When it comes to air filtration, the Merv rating is an important factor to consider. A Merv 11 filter has a higher efficiency rating, meaning it can capture finer particles and remove more pollutants from the air. But is a MERV 11 filter too tall for your needs? The short answer is yes, but it's not really a problem, except in extreme circumstances. Most modern HVAC systems have no problem working with higher MERV filters, which is why millions of homeowners depend on them.
The main risk of high-efficiency air filters comes from the fact that they are not modified for long periods of time. If you keep abreast of changing filters, you are unlikely to experience any filter-related issues with your HVAC system. However, a Merv 8 filter captures less than 20% of particles smaller than 0.3 microns. That means things like pet dander, smoke, and some airborne bacteria are likely to pass through the Merv 8 filter.
Using an oven filter with a higher Merv rating than your use case requires can have adverse effects. The thickness of the filter material in a MERV filter 11, for example, is greater than that of a MERV filter 8.Therefore, in order for sufficient air to pass through the filter, a greater amount of energy is consumed. More use can cause more wear and tear, so be sure to maintain your oven regularly. However, MERV 11 filters are not considered too tall for residential use.
Anything greater than a MERV 11 is designed for commercial or domestic households with family members suffering from respiratory problems. Because MERV 11 filters have fibers that are denser than MERV 8 filters, they tend to fill with trapped debris more quickly. The best practice is to change the MERV 11 filter every 1 to 3 months for maximum efficiency, again depending on the season and the labor intensity of your HVAC equipment. A MERV rating of 13 to 16 is considered hospital-level air quality, so it's unlikely that your home will need more than that. According to the U.
S. Environmental Protection Agency, filters in the 7-13 range often have little difference to higher MERV ratings, but will allow your system to operate much more efficiently.
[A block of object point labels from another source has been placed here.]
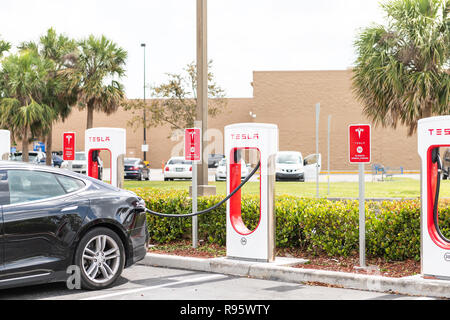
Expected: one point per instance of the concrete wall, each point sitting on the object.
(286, 98)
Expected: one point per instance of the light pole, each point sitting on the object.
(145, 120)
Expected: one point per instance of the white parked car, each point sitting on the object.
(177, 168)
(221, 172)
(80, 163)
(290, 165)
(35, 157)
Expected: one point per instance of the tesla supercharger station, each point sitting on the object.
(432, 133)
(242, 243)
(5, 144)
(112, 140)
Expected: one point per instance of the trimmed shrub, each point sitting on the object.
(316, 225)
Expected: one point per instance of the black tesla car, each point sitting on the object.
(53, 219)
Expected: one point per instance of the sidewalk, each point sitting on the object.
(280, 270)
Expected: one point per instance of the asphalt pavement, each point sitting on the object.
(142, 282)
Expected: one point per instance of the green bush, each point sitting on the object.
(315, 225)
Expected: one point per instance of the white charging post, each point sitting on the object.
(5, 144)
(112, 140)
(242, 243)
(359, 147)
(432, 133)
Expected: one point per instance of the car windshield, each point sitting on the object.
(288, 158)
(80, 156)
(179, 161)
(18, 157)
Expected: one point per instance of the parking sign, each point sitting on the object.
(69, 146)
(359, 143)
(192, 144)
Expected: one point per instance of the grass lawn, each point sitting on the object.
(397, 188)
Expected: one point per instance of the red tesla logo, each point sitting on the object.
(99, 139)
(244, 136)
(439, 132)
(69, 146)
(192, 144)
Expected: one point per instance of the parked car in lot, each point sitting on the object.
(80, 164)
(177, 168)
(54, 218)
(57, 161)
(214, 159)
(135, 168)
(221, 172)
(290, 165)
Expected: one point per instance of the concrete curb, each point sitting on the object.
(280, 270)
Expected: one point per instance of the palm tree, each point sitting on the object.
(4, 47)
(61, 95)
(23, 80)
(402, 70)
(100, 63)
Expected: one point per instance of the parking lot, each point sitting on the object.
(150, 283)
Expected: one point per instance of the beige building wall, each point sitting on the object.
(286, 98)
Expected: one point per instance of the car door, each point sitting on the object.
(310, 163)
(40, 222)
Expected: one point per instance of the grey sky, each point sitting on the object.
(243, 35)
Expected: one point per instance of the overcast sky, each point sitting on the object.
(243, 35)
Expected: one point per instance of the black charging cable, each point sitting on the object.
(435, 158)
(159, 214)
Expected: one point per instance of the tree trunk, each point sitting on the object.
(90, 117)
(25, 157)
(48, 150)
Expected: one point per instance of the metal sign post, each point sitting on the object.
(192, 152)
(328, 149)
(317, 148)
(360, 152)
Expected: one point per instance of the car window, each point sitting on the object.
(27, 185)
(70, 184)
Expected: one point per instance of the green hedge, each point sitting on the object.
(315, 225)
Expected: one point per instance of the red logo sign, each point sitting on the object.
(99, 139)
(192, 144)
(69, 146)
(359, 143)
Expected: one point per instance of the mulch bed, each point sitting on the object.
(375, 266)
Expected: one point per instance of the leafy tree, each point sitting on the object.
(4, 47)
(23, 80)
(402, 69)
(59, 95)
(100, 62)
(175, 101)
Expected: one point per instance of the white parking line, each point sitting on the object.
(125, 292)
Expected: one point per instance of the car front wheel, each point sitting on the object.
(100, 257)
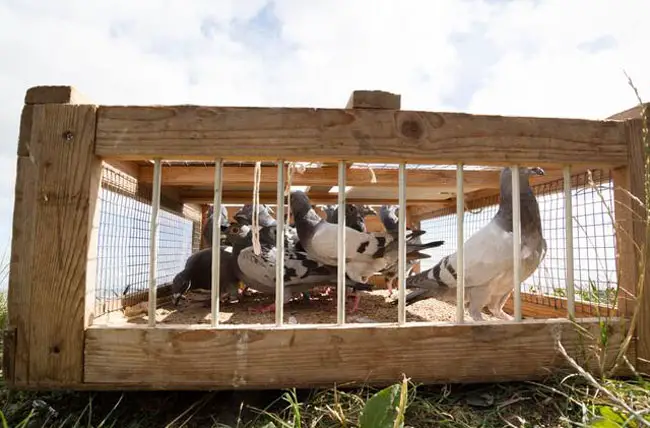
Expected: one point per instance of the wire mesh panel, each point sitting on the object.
(123, 244)
(595, 276)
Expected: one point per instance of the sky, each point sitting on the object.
(550, 58)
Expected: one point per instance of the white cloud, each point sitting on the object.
(518, 57)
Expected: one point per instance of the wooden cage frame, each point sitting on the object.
(51, 343)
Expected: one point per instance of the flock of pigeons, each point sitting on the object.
(310, 259)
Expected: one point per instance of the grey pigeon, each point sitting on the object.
(366, 253)
(488, 255)
(301, 273)
(354, 215)
(245, 215)
(207, 230)
(388, 216)
(198, 274)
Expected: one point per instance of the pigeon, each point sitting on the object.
(388, 216)
(301, 273)
(488, 255)
(207, 230)
(198, 274)
(245, 215)
(366, 253)
(354, 215)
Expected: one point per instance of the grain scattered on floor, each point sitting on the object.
(373, 307)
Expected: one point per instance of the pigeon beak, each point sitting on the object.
(537, 171)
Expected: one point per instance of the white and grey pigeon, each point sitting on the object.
(245, 215)
(207, 230)
(301, 272)
(367, 253)
(388, 216)
(355, 215)
(488, 255)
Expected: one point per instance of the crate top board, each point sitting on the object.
(350, 134)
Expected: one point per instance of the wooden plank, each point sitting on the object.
(637, 176)
(55, 95)
(205, 197)
(540, 306)
(198, 357)
(365, 135)
(327, 176)
(631, 113)
(626, 252)
(374, 99)
(63, 210)
(22, 250)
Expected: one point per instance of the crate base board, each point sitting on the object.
(198, 357)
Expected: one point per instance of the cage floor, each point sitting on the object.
(319, 309)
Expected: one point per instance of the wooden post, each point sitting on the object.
(54, 244)
(635, 183)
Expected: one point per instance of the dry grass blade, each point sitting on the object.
(585, 374)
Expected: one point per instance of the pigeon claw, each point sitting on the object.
(262, 309)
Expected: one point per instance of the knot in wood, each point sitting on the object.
(68, 136)
(411, 129)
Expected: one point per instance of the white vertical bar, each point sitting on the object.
(568, 215)
(340, 283)
(215, 293)
(153, 240)
(460, 238)
(401, 261)
(279, 245)
(516, 240)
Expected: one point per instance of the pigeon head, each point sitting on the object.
(180, 284)
(224, 218)
(239, 235)
(245, 215)
(300, 205)
(367, 210)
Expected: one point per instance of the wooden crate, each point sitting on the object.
(50, 342)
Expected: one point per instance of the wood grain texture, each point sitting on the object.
(21, 266)
(67, 191)
(200, 357)
(365, 135)
(55, 95)
(205, 196)
(637, 176)
(374, 99)
(327, 176)
(626, 250)
(536, 306)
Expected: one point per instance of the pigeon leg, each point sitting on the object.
(389, 284)
(355, 306)
(263, 309)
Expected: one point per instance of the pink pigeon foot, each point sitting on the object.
(262, 309)
(355, 305)
(389, 285)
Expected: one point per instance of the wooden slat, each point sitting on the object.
(176, 357)
(55, 95)
(365, 135)
(536, 306)
(204, 176)
(22, 252)
(374, 99)
(63, 212)
(636, 179)
(204, 197)
(626, 252)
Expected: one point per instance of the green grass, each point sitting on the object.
(555, 403)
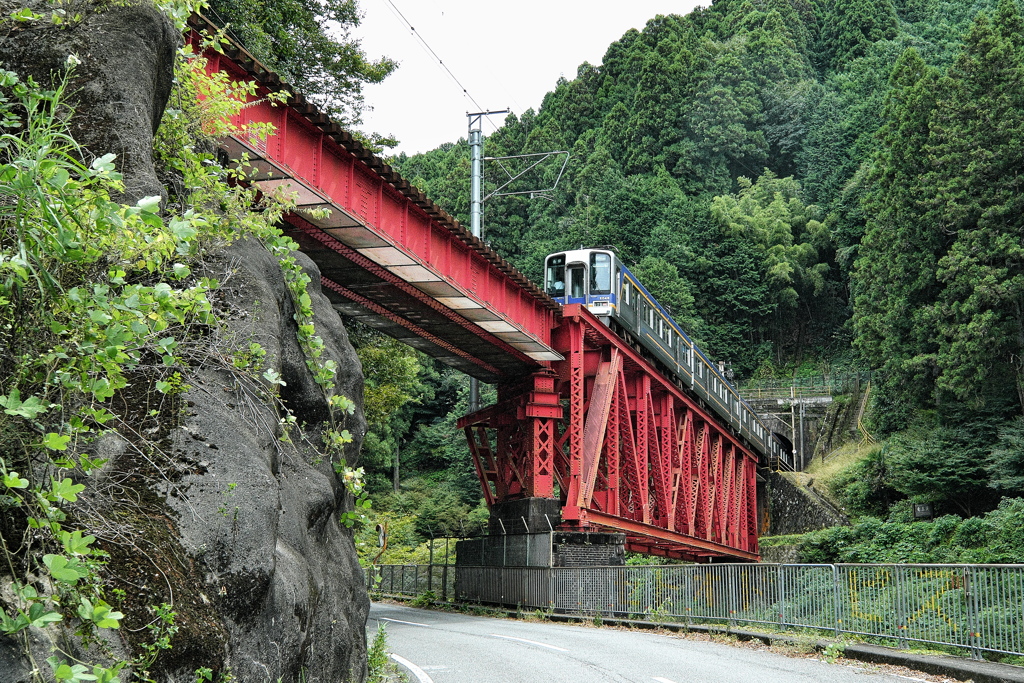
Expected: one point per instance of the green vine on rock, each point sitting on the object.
(96, 296)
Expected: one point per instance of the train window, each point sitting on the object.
(578, 282)
(555, 276)
(600, 273)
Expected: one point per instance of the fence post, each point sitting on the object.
(837, 614)
(901, 599)
(780, 593)
(971, 593)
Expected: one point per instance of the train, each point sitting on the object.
(598, 280)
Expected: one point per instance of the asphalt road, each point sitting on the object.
(444, 647)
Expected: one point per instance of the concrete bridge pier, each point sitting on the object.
(524, 532)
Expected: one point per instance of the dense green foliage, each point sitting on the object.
(102, 319)
(310, 45)
(994, 537)
(804, 182)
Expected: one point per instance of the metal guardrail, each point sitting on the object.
(804, 387)
(978, 606)
(412, 580)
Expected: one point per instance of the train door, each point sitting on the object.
(554, 278)
(576, 284)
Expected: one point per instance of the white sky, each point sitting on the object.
(506, 54)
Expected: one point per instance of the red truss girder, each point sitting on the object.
(634, 453)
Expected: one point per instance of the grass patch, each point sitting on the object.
(838, 461)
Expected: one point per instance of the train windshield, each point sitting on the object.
(578, 282)
(600, 273)
(555, 276)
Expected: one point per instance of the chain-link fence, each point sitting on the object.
(412, 580)
(976, 606)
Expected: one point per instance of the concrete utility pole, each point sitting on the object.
(475, 208)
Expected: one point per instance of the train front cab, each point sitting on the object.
(586, 276)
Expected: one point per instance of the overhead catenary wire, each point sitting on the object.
(426, 46)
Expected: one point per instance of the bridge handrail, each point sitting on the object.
(973, 606)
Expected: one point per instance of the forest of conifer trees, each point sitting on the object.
(809, 185)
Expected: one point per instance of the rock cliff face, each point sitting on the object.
(201, 505)
(121, 85)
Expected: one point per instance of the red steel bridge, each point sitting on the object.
(581, 416)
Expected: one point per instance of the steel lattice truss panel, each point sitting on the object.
(623, 447)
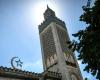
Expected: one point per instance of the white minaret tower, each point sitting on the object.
(55, 53)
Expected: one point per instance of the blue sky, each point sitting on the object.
(19, 36)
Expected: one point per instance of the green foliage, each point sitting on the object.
(88, 44)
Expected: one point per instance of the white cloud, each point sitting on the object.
(33, 66)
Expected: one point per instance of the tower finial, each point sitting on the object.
(47, 6)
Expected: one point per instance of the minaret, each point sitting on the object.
(55, 53)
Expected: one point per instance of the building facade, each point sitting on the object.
(56, 55)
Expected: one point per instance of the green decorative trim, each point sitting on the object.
(50, 19)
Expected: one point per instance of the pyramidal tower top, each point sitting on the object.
(49, 13)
If you're new to selecting air filters, you may still not be sure what the best option is despite the detailed explanation above. Air filters with higher Merv ratings can filter more, but the thickness of the filter material can restrict airflow. MERV 1 to 4: Effective for controlling larger particles such as sanding dust, spray paint dust, lint and carpet fibers.
If your family doesn't have any difficulty breathing, a lower filter such as a 7 will save you some money on your energy bill. The MERV scale is not linear; the difference between a MERV 6 and a MERV 8 is almost double in the percentage of particles captured. While the air filter is designed to control the amount of unwanted air particles entering your home, your filter's MERV rating is meant to show you which filter is best for your home. The most important aspect of how to select an air filter for your home or workplace is knowing the air quality. Based on the above-mentioned characteristics, a Merv 8 is considered a superior filtration compared to air filters with a lower MERV rating. This means that an oven filter with a lower rating would retain a lower percentage of debris and impurities compared to a filter with a higher rating. You should also remember to replace the filter every month, three months, six months or a year depending on the filter.
MERV 13 filters are rarely used in residential homes except for someone with extreme filtration needs such as an immunocompromised person or someone receiving hospice care at home. For most Canadian homes oven filters with MERV ratings in this range are sufficient to filter out most airborne impurities.